Applied Power Analysis for the Behavioral Sciences

About the book

This practical guide to conducting statistical power analyses was written for students and researchers with limited quantitative backgrounds.

This practical guide to conducting statistical power analyses was written for students and researchers with limited quantitative backgrounds. The book focuses on conducting power analyzes using SPSS. The author provides detailed calculations and comments on what goes where and how it got there. Readers will appreciate the detailed coverage of topics that are not well described in competing books such as estimating effect sizes, power for complex designs, as well as common research designs such as multifactor ANOVA and multiple regression. Practical issues such as how to increase power without increasing sample size, how to report findings and run a sample analyses, how to derive effect size expectations and other statistical values, and how to support null hypotheses, are addressed throughout. Unlike competing texts, this book focuses on the statistical and methodological aspects of the analyses.

The book shows how to perform analyses using software applications rather than complex hand calculations. To facilitate application and usability, ready-to-use SPSS tools for conducting analyses are included. SPSS syntax to perform most calculations is available on the book's website. Each SPSS syntax protocol included requires only minor modification to complete the analyses. The syntax is accompanied by detailed annotations that spell out what readers need to change to conduct analyses. As such, the text reviews both power analysis techniques and tools for conducting analyzes. Numerous examples enhance accessibility by demonstrating specific issues that must be addressed at all stages of the power analysis. Chapter summaries and key statistics sections also aid in understanding the material.
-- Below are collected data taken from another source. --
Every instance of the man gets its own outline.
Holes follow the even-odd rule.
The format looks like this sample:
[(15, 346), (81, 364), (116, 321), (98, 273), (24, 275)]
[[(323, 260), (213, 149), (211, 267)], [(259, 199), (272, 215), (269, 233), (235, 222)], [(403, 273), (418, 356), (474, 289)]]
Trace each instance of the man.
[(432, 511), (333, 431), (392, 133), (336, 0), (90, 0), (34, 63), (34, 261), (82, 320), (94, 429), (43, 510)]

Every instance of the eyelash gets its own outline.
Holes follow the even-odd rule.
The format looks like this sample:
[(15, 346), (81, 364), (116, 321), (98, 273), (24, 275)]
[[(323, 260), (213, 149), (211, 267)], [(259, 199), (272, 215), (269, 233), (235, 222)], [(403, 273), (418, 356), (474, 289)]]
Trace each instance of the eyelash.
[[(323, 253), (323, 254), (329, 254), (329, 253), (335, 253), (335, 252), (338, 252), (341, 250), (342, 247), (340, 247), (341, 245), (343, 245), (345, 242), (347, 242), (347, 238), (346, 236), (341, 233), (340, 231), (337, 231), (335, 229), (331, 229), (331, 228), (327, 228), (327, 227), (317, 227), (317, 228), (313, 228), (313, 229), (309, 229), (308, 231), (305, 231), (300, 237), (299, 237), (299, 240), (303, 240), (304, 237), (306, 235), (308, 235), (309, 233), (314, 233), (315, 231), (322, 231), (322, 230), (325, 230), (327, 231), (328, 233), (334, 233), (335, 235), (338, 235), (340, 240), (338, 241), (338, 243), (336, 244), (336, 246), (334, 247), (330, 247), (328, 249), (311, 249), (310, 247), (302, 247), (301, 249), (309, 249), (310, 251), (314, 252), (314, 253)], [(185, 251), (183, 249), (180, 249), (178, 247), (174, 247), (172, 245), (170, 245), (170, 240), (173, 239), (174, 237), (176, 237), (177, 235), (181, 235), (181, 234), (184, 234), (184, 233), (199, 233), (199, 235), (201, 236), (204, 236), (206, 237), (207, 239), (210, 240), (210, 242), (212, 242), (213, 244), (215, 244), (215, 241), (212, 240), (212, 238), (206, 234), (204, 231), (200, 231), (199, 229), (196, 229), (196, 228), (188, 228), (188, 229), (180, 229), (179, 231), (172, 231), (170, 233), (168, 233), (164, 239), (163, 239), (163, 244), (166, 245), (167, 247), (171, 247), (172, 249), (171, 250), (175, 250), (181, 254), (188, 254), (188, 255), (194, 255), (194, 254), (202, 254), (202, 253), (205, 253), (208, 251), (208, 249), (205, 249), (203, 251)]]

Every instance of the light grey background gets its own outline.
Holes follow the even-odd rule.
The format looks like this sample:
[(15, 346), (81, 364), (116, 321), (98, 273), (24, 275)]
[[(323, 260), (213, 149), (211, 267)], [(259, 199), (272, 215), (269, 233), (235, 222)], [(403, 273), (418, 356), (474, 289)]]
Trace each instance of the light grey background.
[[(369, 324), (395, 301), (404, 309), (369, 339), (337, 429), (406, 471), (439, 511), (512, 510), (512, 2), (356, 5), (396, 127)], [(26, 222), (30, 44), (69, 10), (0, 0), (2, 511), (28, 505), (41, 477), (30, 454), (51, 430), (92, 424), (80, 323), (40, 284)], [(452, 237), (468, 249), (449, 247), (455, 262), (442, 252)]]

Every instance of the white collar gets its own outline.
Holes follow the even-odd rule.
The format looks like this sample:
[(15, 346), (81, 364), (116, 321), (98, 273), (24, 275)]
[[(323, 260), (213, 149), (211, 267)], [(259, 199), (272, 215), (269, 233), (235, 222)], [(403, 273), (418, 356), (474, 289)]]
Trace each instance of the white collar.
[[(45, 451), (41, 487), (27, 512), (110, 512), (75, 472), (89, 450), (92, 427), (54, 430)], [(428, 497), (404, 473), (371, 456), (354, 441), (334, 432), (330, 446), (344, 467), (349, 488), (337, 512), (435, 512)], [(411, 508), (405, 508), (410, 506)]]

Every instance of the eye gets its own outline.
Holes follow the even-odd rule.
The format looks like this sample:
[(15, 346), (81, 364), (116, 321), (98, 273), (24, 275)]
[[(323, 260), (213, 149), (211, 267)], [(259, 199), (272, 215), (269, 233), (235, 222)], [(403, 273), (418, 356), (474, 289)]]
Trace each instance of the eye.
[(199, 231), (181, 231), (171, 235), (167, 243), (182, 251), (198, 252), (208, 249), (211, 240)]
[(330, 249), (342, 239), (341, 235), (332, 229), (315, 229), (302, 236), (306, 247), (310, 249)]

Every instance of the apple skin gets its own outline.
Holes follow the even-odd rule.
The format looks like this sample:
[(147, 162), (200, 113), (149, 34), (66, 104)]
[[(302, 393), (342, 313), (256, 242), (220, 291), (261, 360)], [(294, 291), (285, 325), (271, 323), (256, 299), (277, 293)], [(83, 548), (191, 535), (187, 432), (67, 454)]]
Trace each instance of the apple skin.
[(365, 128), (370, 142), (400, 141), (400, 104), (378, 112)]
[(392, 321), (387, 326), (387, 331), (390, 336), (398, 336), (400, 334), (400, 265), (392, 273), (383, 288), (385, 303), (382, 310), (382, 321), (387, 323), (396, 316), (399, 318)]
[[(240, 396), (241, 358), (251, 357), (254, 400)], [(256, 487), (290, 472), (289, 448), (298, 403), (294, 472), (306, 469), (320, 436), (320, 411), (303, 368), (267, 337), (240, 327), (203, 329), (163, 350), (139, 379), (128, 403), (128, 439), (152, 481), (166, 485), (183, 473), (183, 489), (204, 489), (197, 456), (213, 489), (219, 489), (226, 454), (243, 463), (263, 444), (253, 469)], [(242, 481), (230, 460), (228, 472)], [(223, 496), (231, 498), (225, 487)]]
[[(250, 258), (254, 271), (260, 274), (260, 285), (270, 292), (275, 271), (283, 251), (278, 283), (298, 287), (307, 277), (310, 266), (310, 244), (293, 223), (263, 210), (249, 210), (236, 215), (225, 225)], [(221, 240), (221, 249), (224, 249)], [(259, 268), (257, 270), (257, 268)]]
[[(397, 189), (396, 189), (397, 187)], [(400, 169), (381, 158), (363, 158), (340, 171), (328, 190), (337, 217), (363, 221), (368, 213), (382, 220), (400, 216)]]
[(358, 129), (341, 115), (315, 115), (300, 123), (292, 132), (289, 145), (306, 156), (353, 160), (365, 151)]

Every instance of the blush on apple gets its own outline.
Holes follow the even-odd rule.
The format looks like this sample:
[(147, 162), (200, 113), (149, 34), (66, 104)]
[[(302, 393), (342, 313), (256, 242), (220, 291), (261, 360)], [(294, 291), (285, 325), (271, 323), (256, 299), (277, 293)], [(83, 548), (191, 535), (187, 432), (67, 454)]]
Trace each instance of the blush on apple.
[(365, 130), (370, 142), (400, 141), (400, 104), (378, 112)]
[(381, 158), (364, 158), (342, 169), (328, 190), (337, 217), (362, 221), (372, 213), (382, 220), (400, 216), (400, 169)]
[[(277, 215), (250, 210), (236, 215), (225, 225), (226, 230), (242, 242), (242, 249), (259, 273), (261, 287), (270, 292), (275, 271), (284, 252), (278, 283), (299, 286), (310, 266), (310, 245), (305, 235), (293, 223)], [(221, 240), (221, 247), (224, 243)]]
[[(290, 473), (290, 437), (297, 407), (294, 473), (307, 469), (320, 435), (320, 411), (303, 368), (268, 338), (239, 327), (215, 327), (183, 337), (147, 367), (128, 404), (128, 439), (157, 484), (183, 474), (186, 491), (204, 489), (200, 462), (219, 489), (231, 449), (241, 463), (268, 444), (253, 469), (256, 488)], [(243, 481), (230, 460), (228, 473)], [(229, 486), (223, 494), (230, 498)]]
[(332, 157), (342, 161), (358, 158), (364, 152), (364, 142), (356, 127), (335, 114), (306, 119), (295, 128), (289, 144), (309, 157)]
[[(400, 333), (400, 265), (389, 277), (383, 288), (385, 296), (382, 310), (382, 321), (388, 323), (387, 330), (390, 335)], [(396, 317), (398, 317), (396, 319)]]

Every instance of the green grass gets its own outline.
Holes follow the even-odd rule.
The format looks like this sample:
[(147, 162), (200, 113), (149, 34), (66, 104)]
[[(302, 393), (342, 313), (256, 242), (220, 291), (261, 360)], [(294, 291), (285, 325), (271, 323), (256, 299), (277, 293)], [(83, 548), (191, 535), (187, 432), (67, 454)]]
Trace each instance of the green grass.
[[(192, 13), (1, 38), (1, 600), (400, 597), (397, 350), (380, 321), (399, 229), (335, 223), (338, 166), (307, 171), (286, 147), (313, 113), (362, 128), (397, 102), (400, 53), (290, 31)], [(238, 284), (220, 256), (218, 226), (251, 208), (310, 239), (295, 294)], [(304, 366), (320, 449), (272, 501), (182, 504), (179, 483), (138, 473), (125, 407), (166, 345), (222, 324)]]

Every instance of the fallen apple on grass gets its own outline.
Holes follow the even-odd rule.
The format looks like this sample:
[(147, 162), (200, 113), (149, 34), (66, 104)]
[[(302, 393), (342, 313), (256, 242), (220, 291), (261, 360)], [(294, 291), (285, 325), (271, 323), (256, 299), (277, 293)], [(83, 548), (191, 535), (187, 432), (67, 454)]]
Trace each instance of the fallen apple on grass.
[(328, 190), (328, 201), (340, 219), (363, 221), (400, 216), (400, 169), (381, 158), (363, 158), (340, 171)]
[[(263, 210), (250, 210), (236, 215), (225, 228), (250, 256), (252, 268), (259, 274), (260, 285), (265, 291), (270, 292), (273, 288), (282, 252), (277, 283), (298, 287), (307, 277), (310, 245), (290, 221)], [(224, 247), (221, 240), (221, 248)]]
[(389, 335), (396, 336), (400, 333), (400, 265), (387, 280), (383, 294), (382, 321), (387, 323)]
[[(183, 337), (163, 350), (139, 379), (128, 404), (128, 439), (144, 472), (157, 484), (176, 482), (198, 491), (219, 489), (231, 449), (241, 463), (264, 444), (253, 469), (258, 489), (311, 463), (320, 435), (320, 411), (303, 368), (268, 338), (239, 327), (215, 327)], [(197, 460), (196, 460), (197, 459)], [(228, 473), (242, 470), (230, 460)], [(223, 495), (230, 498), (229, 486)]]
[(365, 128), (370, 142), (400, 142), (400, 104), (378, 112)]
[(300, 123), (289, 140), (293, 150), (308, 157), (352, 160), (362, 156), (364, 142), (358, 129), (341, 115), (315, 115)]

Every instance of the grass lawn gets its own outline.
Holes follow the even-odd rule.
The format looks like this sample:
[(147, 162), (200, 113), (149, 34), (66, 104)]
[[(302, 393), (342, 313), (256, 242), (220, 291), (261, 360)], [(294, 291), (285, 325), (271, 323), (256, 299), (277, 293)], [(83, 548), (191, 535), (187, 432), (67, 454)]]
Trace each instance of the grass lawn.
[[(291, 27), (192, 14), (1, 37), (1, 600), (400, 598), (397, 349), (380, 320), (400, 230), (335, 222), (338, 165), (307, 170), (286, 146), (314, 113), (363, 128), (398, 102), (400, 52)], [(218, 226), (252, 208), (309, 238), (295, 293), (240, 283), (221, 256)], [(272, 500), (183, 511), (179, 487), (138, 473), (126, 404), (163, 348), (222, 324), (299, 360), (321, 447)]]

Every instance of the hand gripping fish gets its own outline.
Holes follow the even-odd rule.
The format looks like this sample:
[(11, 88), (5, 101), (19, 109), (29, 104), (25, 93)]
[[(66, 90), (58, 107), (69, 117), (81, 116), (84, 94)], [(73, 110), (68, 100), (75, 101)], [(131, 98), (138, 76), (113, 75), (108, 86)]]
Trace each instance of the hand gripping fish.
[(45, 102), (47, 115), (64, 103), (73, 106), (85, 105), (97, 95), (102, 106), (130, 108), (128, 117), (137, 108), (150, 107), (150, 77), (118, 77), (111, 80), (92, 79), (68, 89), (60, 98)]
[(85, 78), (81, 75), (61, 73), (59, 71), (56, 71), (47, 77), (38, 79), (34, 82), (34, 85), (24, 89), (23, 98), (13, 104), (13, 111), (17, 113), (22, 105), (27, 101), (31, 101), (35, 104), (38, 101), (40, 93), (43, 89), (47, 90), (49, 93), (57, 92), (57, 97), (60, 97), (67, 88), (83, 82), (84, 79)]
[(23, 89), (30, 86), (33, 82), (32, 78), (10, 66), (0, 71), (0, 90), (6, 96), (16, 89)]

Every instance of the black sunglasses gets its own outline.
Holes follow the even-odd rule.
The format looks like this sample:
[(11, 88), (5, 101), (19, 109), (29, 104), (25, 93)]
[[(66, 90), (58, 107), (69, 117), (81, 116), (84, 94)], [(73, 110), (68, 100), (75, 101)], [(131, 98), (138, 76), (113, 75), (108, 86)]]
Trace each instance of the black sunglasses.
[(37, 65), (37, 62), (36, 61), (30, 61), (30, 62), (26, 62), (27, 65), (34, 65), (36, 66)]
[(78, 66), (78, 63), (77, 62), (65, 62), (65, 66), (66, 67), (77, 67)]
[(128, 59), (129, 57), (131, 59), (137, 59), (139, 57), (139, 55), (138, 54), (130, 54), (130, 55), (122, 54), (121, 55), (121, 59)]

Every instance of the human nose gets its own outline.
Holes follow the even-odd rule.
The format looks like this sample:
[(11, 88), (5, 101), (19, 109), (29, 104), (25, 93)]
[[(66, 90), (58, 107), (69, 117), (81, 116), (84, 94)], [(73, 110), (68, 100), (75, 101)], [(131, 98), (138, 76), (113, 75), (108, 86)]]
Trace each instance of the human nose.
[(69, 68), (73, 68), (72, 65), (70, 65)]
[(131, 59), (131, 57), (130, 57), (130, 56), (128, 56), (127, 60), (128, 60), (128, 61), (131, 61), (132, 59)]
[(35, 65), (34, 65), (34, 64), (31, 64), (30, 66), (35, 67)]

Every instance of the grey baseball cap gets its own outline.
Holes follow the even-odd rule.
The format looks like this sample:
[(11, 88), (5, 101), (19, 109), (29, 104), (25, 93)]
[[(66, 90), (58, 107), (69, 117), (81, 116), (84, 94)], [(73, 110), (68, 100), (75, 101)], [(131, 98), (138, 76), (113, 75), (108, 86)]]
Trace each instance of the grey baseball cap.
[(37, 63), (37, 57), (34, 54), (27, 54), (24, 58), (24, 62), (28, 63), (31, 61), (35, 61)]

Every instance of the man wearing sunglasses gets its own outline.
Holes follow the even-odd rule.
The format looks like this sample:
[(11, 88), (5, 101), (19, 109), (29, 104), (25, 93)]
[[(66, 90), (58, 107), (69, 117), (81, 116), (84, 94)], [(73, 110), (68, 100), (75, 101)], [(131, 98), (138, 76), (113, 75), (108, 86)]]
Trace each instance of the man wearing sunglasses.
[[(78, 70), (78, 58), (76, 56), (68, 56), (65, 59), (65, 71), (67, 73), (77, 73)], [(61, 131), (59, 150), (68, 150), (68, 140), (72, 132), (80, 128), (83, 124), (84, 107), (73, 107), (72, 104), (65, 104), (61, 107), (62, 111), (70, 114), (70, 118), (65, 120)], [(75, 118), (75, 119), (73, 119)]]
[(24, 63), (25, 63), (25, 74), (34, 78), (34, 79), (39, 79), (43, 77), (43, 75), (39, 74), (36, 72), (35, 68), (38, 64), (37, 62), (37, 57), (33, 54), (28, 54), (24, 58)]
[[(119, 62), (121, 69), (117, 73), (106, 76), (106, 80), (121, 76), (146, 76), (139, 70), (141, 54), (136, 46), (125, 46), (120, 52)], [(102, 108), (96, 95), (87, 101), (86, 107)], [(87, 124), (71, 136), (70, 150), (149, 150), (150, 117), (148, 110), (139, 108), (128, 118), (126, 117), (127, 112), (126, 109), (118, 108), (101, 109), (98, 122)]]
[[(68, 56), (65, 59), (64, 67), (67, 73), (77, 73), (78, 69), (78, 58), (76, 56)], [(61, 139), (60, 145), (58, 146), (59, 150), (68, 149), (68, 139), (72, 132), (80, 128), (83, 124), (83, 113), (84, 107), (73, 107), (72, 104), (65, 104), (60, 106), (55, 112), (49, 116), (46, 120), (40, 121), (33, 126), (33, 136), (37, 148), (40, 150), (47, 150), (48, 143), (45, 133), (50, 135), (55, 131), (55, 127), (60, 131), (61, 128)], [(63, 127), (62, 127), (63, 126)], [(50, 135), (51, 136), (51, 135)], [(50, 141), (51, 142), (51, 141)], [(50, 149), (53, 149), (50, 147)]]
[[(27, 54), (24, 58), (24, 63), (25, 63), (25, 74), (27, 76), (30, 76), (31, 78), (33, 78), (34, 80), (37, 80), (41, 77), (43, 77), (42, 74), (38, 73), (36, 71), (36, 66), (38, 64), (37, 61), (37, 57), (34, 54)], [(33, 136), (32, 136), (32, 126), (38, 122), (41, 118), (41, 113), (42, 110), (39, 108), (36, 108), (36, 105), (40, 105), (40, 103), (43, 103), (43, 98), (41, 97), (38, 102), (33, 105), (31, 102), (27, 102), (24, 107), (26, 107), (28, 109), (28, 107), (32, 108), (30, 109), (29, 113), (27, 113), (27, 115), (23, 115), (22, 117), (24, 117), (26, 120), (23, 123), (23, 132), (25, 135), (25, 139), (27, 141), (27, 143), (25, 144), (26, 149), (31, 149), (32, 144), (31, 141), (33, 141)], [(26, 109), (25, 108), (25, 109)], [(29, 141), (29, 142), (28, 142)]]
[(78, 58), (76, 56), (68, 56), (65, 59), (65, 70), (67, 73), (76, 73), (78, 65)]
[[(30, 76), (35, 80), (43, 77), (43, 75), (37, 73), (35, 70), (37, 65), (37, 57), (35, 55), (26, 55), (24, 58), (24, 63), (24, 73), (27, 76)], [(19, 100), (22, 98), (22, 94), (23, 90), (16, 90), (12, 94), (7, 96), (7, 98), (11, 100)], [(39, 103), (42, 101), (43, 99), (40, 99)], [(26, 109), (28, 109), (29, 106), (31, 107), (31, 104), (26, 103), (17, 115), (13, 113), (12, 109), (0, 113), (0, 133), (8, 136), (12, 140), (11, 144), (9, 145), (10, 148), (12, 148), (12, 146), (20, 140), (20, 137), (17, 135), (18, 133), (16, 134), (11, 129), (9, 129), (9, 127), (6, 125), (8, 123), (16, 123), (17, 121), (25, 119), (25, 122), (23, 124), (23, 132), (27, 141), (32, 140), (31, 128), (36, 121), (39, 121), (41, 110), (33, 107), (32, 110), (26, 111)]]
The book provides three approaches to calculating power-estimation of power, hand calculations with SPSS to calculate power, and the use of SPSS syntax to calculate power. All of the SPSS 17.0 (PASW 17.0) syntax files presented in the book were tested against results produced by several other commercial and freeware programs. Chapter 1 reviews significance testing and introduces power. Chapters 2 through 9 cover power analysis strategies for a variety of common designs. Precision analysis for confidence intervals around mean difference, correlations, and effect sizes is the focus of chapter 10. The book concludes with a review of how to report power analyses, freeware and commercial software for power analyses, and how to increase power without increasing sample size. Chapters focusing on simpler analyses such as t-tests present detailed formulae and calculation examples. Chapters focusing on more complex topics present only computer-based analyses.

Intended as a supplementary text for graduate-level research methods, experimental design, quasi-experimental methods, psychometrics, statistics, advanced statistics, and/or multivariate statistics taught in the behavioral, social, biological, and medical sciences, researchers in these fields will also appreciate this book's practical emphasis. A prerequisite of introductory statistics is recommended.